By 14 July, the Jordanians held most of the battlefield. On the morning of 16 July, the Jordanian military announced that it had taken control of the whole area after the killing of about 200-250 fedayeen fighters, suffering about 150-200 losses. About 500 fedayeen managed to withdraw from the area and reach neighbouring Syria. The Jordanians captured about 2,300 fedayeen. About 100-200 PLO militants preferred to cross the Jordan River to surrender to Israeli forces rather than to the Jordanians. As his forces were overrun, Abu Ali Iyad sent a man with a letter out of the Ajlun pocket to the PLO leadership; in the message, he bitterly condemned his superiors for abandoning the fight and declared that "we will die on our feet rather than kneel".

Mopping-up operations continued for two days, as the Jordanians hunted for PLO stragglers.

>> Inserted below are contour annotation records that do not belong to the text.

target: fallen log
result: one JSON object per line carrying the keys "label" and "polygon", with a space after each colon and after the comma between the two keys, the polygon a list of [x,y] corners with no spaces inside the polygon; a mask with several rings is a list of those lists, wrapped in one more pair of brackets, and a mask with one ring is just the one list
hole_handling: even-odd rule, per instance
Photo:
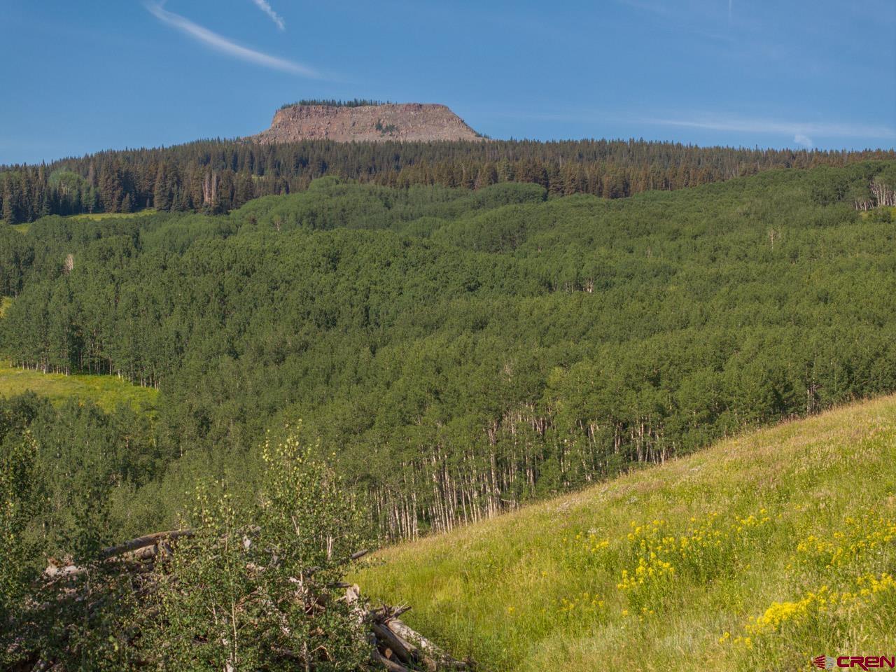
{"label": "fallen log", "polygon": [[[412,665],[419,662],[418,650],[402,640],[388,627],[375,622],[371,624],[370,627],[376,636],[377,643],[387,647],[387,650],[391,650],[402,663]],[[387,656],[387,658],[391,658],[391,656]]]}
{"label": "fallen log", "polygon": [[194,532],[192,530],[171,530],[167,532],[153,532],[152,534],[146,534],[142,537],[137,537],[135,539],[125,541],[124,544],[118,544],[117,546],[110,546],[108,548],[103,548],[99,552],[99,557],[100,559],[115,557],[116,556],[121,556],[128,551],[136,551],[141,548],[145,548],[148,546],[155,546],[162,540],[168,539],[173,541],[178,537],[192,537],[193,534]]}

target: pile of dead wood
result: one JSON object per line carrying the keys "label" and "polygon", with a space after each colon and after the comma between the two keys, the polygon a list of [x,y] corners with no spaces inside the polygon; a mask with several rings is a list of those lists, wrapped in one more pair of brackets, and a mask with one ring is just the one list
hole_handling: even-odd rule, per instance
{"label": "pile of dead wood", "polygon": [[[175,552],[177,540],[192,537],[193,534],[190,530],[175,530],[144,535],[103,549],[99,554],[99,559],[104,561],[104,565],[112,566],[124,574],[133,577],[136,583],[145,583],[153,572],[156,562]],[[245,543],[251,543],[248,538],[246,538]],[[366,554],[366,550],[358,551],[351,556],[351,559],[358,560]],[[306,575],[314,573],[316,569],[310,568]],[[76,581],[86,572],[85,568],[70,562],[50,559],[48,566],[44,571],[43,580],[46,585],[71,586],[73,581]],[[403,623],[399,616],[407,612],[410,607],[382,605],[372,607],[361,599],[360,589],[357,585],[338,583],[331,584],[329,588],[344,589],[345,597],[340,599],[356,605],[358,617],[364,624],[369,642],[374,645],[372,663],[375,668],[379,667],[390,672],[415,670],[438,672],[474,668],[472,661],[454,659]],[[73,596],[75,591],[72,588],[66,588],[65,592]],[[49,661],[35,656],[27,664],[17,666],[16,672],[36,670],[42,672],[52,670],[53,668]]]}

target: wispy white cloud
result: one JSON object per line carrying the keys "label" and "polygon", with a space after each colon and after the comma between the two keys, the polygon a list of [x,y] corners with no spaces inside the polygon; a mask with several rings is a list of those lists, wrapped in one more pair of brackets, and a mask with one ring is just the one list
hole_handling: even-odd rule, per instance
{"label": "wispy white cloud", "polygon": [[312,79],[322,79],[322,75],[316,70],[307,65],[303,65],[295,61],[286,58],[272,56],[261,51],[255,51],[246,47],[242,47],[236,42],[228,39],[223,35],[210,30],[198,23],[194,23],[189,19],[168,12],[164,7],[164,3],[146,3],[146,9],[163,23],[176,28],[185,35],[193,38],[198,42],[202,42],[216,51],[220,51],[228,56],[238,58],[241,61],[254,63],[272,70],[280,70],[290,74],[298,74],[303,77]]}
{"label": "wispy white cloud", "polygon": [[271,17],[271,21],[277,24],[277,27],[280,30],[286,30],[286,22],[283,21],[283,17],[274,12],[274,8],[271,6],[271,3],[268,0],[252,0],[255,5]]}
{"label": "wispy white cloud", "polygon": [[[865,124],[824,124],[719,116],[703,116],[694,119],[648,118],[642,119],[642,122],[663,126],[703,128],[710,131],[793,135],[795,142],[801,143],[804,141],[811,142],[810,135],[821,135],[827,138],[896,138],[896,130],[889,126]],[[800,136],[800,140],[797,140],[797,135]]]}

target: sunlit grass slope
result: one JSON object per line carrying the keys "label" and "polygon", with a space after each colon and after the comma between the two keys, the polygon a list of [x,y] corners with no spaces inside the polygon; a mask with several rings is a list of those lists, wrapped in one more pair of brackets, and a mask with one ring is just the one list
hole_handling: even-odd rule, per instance
{"label": "sunlit grass slope", "polygon": [[896,652],[896,397],[387,549],[357,581],[485,669]]}
{"label": "sunlit grass slope", "polygon": [[107,411],[122,403],[154,414],[159,398],[157,390],[134,385],[114,375],[42,374],[0,364],[0,397],[30,390],[54,404],[61,404],[69,397],[90,399]]}

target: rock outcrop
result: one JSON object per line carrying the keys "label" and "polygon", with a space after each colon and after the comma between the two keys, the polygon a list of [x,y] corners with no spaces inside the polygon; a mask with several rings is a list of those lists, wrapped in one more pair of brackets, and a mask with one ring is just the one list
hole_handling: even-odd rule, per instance
{"label": "rock outcrop", "polygon": [[277,111],[271,128],[248,139],[263,144],[302,140],[338,142],[483,140],[448,107],[422,103],[360,107],[291,105]]}

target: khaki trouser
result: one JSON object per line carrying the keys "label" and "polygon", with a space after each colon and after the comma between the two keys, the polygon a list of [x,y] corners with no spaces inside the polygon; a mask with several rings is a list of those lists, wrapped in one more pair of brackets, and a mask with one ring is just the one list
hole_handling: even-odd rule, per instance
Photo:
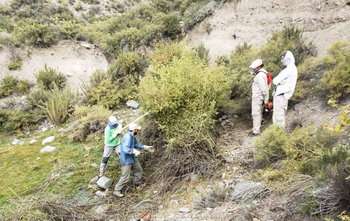
{"label": "khaki trouser", "polygon": [[139,182],[142,177],[142,167],[138,160],[131,165],[121,165],[121,176],[119,179],[118,183],[115,185],[114,190],[121,191],[124,185],[129,182],[130,178],[130,172],[132,171],[134,174],[134,182]]}
{"label": "khaki trouser", "polygon": [[288,100],[284,98],[283,94],[273,96],[273,114],[272,122],[279,126],[286,124],[286,114],[288,106]]}
{"label": "khaki trouser", "polygon": [[262,103],[264,100],[258,98],[252,99],[252,116],[253,116],[253,132],[260,133],[260,126],[262,120]]}
{"label": "khaki trouser", "polygon": [[117,153],[117,154],[118,154],[118,156],[120,158],[120,144],[118,144],[115,146],[108,146],[105,145],[105,147],[103,148],[103,155],[102,156],[102,159],[101,161],[101,164],[100,165],[100,172],[104,172],[107,162],[108,162],[108,160],[113,151],[115,151],[115,153]]}

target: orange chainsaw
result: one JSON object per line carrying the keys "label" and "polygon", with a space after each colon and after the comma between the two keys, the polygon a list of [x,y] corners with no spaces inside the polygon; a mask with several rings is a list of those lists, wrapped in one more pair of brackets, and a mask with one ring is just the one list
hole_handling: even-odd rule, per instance
{"label": "orange chainsaw", "polygon": [[273,105],[272,102],[267,102],[262,105],[262,109],[265,112],[270,112],[273,110]]}

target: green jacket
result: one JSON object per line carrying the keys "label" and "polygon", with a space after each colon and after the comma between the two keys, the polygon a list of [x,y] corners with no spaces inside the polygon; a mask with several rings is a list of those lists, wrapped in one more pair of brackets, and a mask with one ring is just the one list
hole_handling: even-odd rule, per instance
{"label": "green jacket", "polygon": [[112,135],[114,130],[121,128],[121,124],[119,124],[118,127],[113,129],[110,129],[109,126],[107,125],[105,128],[105,145],[108,146],[115,146],[120,144],[119,136],[117,136],[115,138],[113,138]]}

Meanwhile, the militants executed a number of Jordanian officers who had defected to them in September 1970. On 23 July, Abu Ali Iyad was reportedly killed around Ajlun. His corpse was never found.

== Aftermath ==
Following the destruction of the Ajlun holdout, King Hussein declared in a press conference that Jordanian sovereignty had been restored. The remnants of Abu Ali Iyad's force continued to hold him in high regard and vowed to avenge him; one of them murdered Wasfi Tal in November 1971.

International allies of the PLO barely reacted to the operation. However, China condemned the offensive and sent a shipment of tanks and other weapons to strengthen the PLO forces in Lebanon and Syria.